A collage of 32 glowing discs on a black background. Each disc shows concentric rings in vivid colours: purple, orange, and yellow, with bright cyan centres. The discs vary in size and orientation, creating a striking pattern of circular and elliptical shapes.

Certains objets que nous pensions être des planètes pourraient en réalité être de minuscules trous noirs datant de la nuit des temps.

Par Anissa Chauvin

Et si certains des mondes extraterrestres que nous avons découverts n’étaient pas du tout des planètes ?

Les astronomes ont passé des années à cataloguer des milliers de mondes en orbite autour d’étoiles lointaines, en supposant que si quelque chose a la masse d’une planète et exerce une attraction gravitationnelle sur son étoile mère, il doit s’agir d’une planète.

Mais il se peut qu’une alternative fantomatique se cache dans l’univers primitif. Dans un article récent paru téléchargé sur le serveur de préimpression arXiv mais n’a pas été évalué par des pairs, les chercheurs suggèrent que certaines « exoplanètes » que nous avons détectées pourraient en réalité être quelque chose de bien plus exotique — trous noirs primordiaux.

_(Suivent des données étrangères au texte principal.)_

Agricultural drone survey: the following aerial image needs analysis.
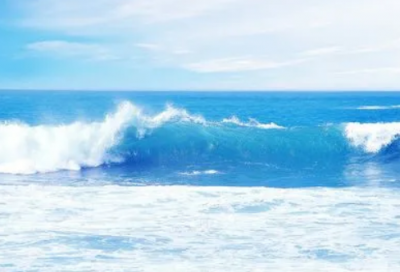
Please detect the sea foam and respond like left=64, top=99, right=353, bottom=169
left=345, top=122, right=400, bottom=153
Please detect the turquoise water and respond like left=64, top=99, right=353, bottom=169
left=0, top=91, right=400, bottom=271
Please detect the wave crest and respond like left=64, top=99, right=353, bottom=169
left=345, top=122, right=400, bottom=153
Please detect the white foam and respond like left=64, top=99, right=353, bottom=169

Ce ne sont pas des trous noirs de type jardin, nés d’étoiles mourantes. Au lieu de cela, ce sont des restes hypothétiques du Big Bang lui-même, formé lorsque l’univers nouveau-né était une soupe d’énergie chaotique et à haute pression. Ces « mini » trous noirs pourrait avoir le masse de la Terre ou Jupiter mais avoir la taille d’un pamplemousse.

Nos méthodes actuelles de recherche de planètes sont exceptionnellement efficaces pour mesurer la masse, mais moins pour déterminer la taille physique d’une planète. Par exemple, nous utilisons souvent la méthode de la vitesse radiale, une technique qui consiste à observer une étoile « vaciller » parce que la gravité d’un objet en orbite tire sur elle. Si l’oscillation est importante, l’objet est lourd. Si l’oscillation est petite, l’objet est léger.

Mais voici le piège : une planète avec la masse de Neptune et un trou noir avec la masse de Neptune produisent exactement la même oscillation.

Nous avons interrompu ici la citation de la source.